Diante da preocupante degradação das microbacias do município e entorno, devido à longa história de impactos ambientais, o caminho foi criar uma política municipal para investimento público na proteção de nascentes, recuperação de matas na beira dos rios e promoção de práticas sustentáveis no campo. Com o diferencial de um instrumento inovador à época: o mecanismo de PSA como recompensa financeira a produtores rurais engajados no desafio de reduzir os danos e garantir os serviços ambientais de suas propriedades, em benefício de toda a sociedade.

“A iniciativa teve amplo apoio da população e alavancou o desenvolvimento econômico e social, com geração de empregos”, destaca o biólogo Paulo Henrique Pereira, o Paulinho, como é mais conhecido, secretário do Meio Ambiente de Extrema. Ele lembra que os efeitos vão além das porteiras dos sítios e das divisas do território municipal, porque os rios da região impactados por pastagens degradadas nutrem mananciais de outras cidades do interior e das duas maiores capitais brasileiras, São Paulo e Rio de Janeiro.

Com mais de 1 milhão de árvores plantadas até o momento, a política contribui diretamente na manutenção do ciclo hidrológico, com aumento da permeabilidade do solo e redução de sedimentos escoados para os rios. Dessa forma, estruturado como lei municipal, o programa atraiu parcerias de organizações ambientais e empresas. Em 2018, atingiu outro patamar com a criação da Política Municipal de Mudança Climática, prevendo receita com a neutralização de carbono, via restauração florestal, junto a empreendimentos privados que operam no município.
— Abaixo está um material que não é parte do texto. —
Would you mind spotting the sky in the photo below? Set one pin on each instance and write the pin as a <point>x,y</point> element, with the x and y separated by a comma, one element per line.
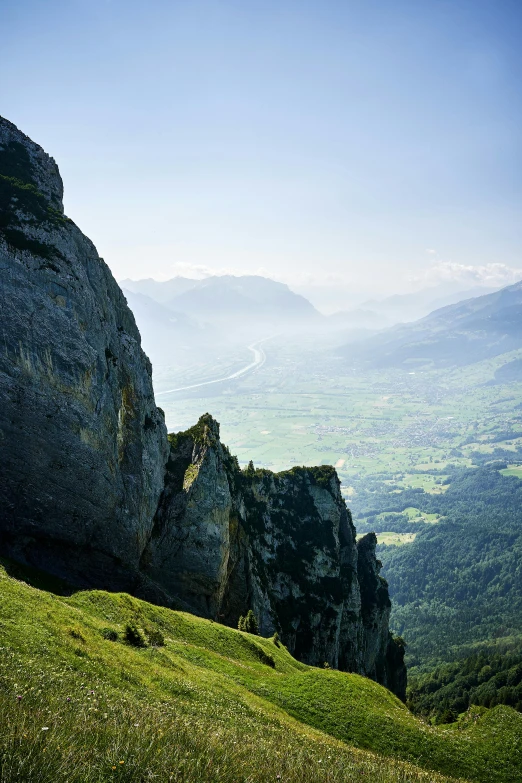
<point>366,147</point>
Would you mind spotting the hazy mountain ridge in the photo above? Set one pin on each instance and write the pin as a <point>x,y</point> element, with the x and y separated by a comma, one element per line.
<point>460,333</point>
<point>91,489</point>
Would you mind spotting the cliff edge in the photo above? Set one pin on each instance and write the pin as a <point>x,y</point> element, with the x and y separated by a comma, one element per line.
<point>93,491</point>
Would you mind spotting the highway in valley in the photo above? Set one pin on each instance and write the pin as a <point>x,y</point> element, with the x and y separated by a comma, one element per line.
<point>259,358</point>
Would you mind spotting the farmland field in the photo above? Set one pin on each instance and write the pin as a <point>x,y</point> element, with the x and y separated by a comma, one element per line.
<point>305,406</point>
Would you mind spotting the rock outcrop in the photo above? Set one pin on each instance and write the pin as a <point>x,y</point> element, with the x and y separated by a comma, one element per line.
<point>92,490</point>
<point>83,444</point>
<point>226,540</point>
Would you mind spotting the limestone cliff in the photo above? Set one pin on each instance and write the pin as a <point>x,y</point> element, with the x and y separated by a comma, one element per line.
<point>226,540</point>
<point>91,489</point>
<point>83,443</point>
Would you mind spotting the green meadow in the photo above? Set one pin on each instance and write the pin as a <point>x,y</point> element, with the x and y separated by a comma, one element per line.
<point>203,702</point>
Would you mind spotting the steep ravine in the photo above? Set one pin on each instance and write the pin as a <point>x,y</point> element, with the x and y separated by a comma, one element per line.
<point>92,490</point>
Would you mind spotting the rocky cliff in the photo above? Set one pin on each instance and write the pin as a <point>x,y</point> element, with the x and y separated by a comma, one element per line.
<point>92,490</point>
<point>83,444</point>
<point>226,540</point>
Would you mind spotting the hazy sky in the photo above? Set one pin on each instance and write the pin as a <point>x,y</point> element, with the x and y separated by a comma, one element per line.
<point>359,144</point>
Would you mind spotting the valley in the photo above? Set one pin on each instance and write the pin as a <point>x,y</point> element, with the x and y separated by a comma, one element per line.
<point>400,440</point>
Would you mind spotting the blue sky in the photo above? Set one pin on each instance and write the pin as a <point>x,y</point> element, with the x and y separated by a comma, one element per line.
<point>360,145</point>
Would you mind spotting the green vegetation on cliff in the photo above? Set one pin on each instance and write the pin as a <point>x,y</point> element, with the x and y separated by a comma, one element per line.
<point>459,582</point>
<point>78,704</point>
<point>491,676</point>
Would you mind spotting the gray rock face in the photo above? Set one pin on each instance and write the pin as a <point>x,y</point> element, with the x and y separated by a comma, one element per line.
<point>83,443</point>
<point>91,489</point>
<point>283,545</point>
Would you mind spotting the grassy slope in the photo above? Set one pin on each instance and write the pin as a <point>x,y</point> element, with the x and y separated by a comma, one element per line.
<point>205,707</point>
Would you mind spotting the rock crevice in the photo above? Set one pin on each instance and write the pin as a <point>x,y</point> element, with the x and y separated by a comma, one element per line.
<point>93,491</point>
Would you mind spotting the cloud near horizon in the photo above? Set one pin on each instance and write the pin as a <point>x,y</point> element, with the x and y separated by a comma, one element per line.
<point>494,274</point>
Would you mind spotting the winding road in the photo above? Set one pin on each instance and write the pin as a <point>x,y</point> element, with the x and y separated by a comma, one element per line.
<point>259,360</point>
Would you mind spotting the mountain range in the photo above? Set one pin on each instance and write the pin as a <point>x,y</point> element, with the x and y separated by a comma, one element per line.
<point>458,334</point>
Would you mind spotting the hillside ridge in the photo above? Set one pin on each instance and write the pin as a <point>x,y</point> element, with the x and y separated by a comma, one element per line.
<point>92,490</point>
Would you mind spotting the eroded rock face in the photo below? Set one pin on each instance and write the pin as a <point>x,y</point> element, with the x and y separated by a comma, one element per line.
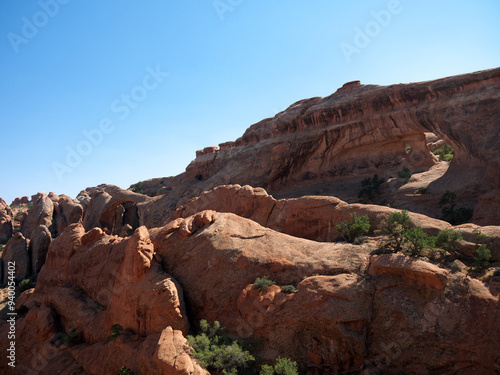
<point>360,312</point>
<point>40,214</point>
<point>38,247</point>
<point>6,220</point>
<point>16,250</point>
<point>79,294</point>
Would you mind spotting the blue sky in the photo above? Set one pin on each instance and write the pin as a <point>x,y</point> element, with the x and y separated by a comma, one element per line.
<point>152,82</point>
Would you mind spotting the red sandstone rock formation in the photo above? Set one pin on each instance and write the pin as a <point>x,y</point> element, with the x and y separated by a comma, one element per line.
<point>6,221</point>
<point>206,239</point>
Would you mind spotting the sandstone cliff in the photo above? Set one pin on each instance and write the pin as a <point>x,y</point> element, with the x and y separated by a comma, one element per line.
<point>155,260</point>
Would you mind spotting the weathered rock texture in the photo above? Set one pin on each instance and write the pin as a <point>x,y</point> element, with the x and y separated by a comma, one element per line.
<point>330,144</point>
<point>202,238</point>
<point>6,221</point>
<point>91,281</point>
<point>16,250</point>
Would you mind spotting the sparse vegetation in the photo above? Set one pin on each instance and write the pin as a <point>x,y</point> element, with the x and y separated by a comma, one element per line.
<point>125,371</point>
<point>421,191</point>
<point>283,366</point>
<point>482,258</point>
<point>216,351</point>
<point>447,239</point>
<point>450,213</point>
<point>445,153</point>
<point>396,225</point>
<point>405,173</point>
<point>116,330</point>
<point>417,240</point>
<point>358,226</point>
<point>288,289</point>
<point>137,188</point>
<point>262,283</point>
<point>370,187</point>
<point>25,285</point>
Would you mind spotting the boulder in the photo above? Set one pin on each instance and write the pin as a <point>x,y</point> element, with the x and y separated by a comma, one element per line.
<point>40,214</point>
<point>6,222</point>
<point>38,247</point>
<point>16,250</point>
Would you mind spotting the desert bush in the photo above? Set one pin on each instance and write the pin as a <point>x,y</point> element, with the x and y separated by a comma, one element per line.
<point>482,258</point>
<point>216,351</point>
<point>405,173</point>
<point>417,240</point>
<point>125,371</point>
<point>450,213</point>
<point>116,330</point>
<point>447,239</point>
<point>445,153</point>
<point>283,366</point>
<point>396,225</point>
<point>25,285</point>
<point>288,289</point>
<point>137,188</point>
<point>358,226</point>
<point>370,187</point>
<point>262,283</point>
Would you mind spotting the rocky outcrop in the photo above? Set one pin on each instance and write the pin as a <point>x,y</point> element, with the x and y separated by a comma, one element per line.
<point>327,146</point>
<point>18,201</point>
<point>16,250</point>
<point>111,208</point>
<point>40,214</point>
<point>79,296</point>
<point>6,220</point>
<point>66,211</point>
<point>349,317</point>
<point>38,247</point>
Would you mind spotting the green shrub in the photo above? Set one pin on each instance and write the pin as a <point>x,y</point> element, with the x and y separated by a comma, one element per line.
<point>262,283</point>
<point>482,258</point>
<point>125,371</point>
<point>358,226</point>
<point>288,289</point>
<point>421,191</point>
<point>116,330</point>
<point>454,268</point>
<point>396,225</point>
<point>283,366</point>
<point>450,213</point>
<point>73,337</point>
<point>447,239</point>
<point>137,188</point>
<point>216,351</point>
<point>417,240</point>
<point>25,285</point>
<point>405,173</point>
<point>445,153</point>
<point>370,187</point>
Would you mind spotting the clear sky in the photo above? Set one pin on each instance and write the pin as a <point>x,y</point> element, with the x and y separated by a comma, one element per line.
<point>118,91</point>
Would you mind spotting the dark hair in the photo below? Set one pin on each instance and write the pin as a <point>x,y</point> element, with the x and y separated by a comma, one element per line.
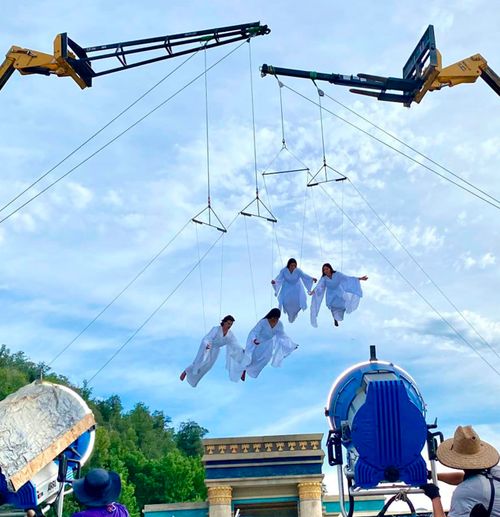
<point>226,318</point>
<point>327,265</point>
<point>273,313</point>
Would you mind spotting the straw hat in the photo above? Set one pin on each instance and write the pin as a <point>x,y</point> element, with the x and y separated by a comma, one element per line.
<point>467,451</point>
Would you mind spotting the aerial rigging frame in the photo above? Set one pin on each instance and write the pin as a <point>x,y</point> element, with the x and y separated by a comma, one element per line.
<point>70,59</point>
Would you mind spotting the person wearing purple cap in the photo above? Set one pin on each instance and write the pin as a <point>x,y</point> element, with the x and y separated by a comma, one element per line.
<point>477,477</point>
<point>98,491</point>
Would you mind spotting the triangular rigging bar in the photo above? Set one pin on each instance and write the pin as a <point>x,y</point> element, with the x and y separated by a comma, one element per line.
<point>267,214</point>
<point>218,223</point>
<point>219,226</point>
<point>283,145</point>
<point>325,167</point>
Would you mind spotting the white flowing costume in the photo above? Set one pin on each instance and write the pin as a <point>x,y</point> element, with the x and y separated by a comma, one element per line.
<point>343,294</point>
<point>289,288</point>
<point>274,345</point>
<point>205,358</point>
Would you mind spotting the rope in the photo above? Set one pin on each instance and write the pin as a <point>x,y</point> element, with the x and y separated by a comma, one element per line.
<point>342,229</point>
<point>430,169</point>
<point>148,264</point>
<point>274,227</point>
<point>303,222</point>
<point>283,141</point>
<point>413,149</point>
<point>251,270</point>
<point>405,249</point>
<point>107,144</point>
<point>422,297</point>
<point>147,92</point>
<point>201,280</point>
<point>319,229</point>
<point>253,116</point>
<point>155,311</point>
<point>221,273</point>
<point>206,128</point>
<point>271,293</point>
<point>320,94</point>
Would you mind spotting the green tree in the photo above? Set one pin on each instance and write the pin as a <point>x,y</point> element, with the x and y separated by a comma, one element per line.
<point>188,438</point>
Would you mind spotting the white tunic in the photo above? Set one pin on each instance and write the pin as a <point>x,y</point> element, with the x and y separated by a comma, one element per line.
<point>289,288</point>
<point>343,294</point>
<point>274,345</point>
<point>206,357</point>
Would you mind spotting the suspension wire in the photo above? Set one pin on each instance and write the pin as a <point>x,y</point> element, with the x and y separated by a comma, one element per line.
<point>251,270</point>
<point>91,137</point>
<point>283,141</point>
<point>206,128</point>
<point>413,149</point>
<point>157,309</point>
<point>320,94</point>
<point>317,224</point>
<point>274,223</point>
<point>272,269</point>
<point>430,169</point>
<point>221,275</point>
<point>98,315</point>
<point>109,142</point>
<point>253,116</point>
<point>303,222</point>
<point>201,281</point>
<point>277,244</point>
<point>407,251</point>
<point>413,287</point>
<point>342,228</point>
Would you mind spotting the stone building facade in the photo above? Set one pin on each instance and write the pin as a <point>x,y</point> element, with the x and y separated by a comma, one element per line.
<point>264,476</point>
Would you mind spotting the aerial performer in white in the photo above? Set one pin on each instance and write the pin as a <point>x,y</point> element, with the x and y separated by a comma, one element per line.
<point>266,342</point>
<point>342,294</point>
<point>290,287</point>
<point>209,351</point>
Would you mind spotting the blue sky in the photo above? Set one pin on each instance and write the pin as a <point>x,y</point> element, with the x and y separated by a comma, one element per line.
<point>67,254</point>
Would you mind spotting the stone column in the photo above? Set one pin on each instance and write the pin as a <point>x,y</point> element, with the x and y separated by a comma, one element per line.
<point>310,499</point>
<point>219,501</point>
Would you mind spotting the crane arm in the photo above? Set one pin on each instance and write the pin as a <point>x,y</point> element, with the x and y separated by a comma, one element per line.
<point>70,59</point>
<point>422,72</point>
<point>466,71</point>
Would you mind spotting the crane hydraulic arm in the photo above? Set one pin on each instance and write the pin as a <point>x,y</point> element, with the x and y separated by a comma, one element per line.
<point>422,72</point>
<point>71,60</point>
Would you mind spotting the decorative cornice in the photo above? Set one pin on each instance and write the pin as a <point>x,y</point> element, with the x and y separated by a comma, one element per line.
<point>260,447</point>
<point>310,490</point>
<point>221,494</point>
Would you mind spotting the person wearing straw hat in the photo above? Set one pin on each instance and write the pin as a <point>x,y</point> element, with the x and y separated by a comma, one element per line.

Com base no inventário municipal de gases de efeito estufa, além das empresas, também a população paga pelo plantio de árvores, por meio de diferentes tributos. Os 20 mil veículos da cidade, por exemplo, geram anualmente R$ 4 milhões em IPVA, dos quais 20% vão para a restauração florestal como forma de neutralizar emissões – valor suficiente para recuperar 53 hectares. Além dessa fonte, os recursos para investimento provêm de um percentual do IPTU e do ISS, como compensação do carbono emitido por residências, prédios e atividades de serviços em Extrema. Isso demonstra, diz Paulinho, que o modelo de restauração “consolidou-se no município como um projeto da sociedade”.

Segundo ele, em 2021, o Conservador das Águas receberá R$ 6,5 milhões para repasse às propriedades rurais. Os valores são investidos também em áreas prioritárias para restauração adquiridas pela prefeitura, no plano de conectar parques municipais por corredores biológicos. “O êxito vem da continuidade político-administrativa, da construção de confiança e do fortalecimento da gestão”, ressalta Paulinho, ao lembrar que tudo começou com “um Fusca velho, uma mula e R$ 20 mil”. Ele aponta o desafio atual: levar a experiência a um raio de maior abrangência, no programa Conservador da Mantiqueira, que envolve diferentes instituições e prefeituras e pretende recuperar 1,5 milhão de hectares nesta década, sob a liderança da The Nature Conservancy (TNC) e parceiros, entre os quais o WWF-Brasil.

Expansão capixaba

Além dos avanços em torno do exemplo de Extrema, o outro destaque no topo das referências brasileiras vem do Espírito Santo, onde o Programa Reflorestar, criado em 2008, inovou como política pública estadual contra os riscos na escassez hídrica, prevendo o repasse de royalties do petróleo para o pagamento de produtores que conservam florestas, protegem nascentes e restauram áreas degradadas. “Chegamos à Década da Restauração de Ecossistemas, das Nações Unidas, com muitos aprendizados, já em condições de aumentar a escala desse trabalho”, afirma o coordenador do programa, Marcos Sossai.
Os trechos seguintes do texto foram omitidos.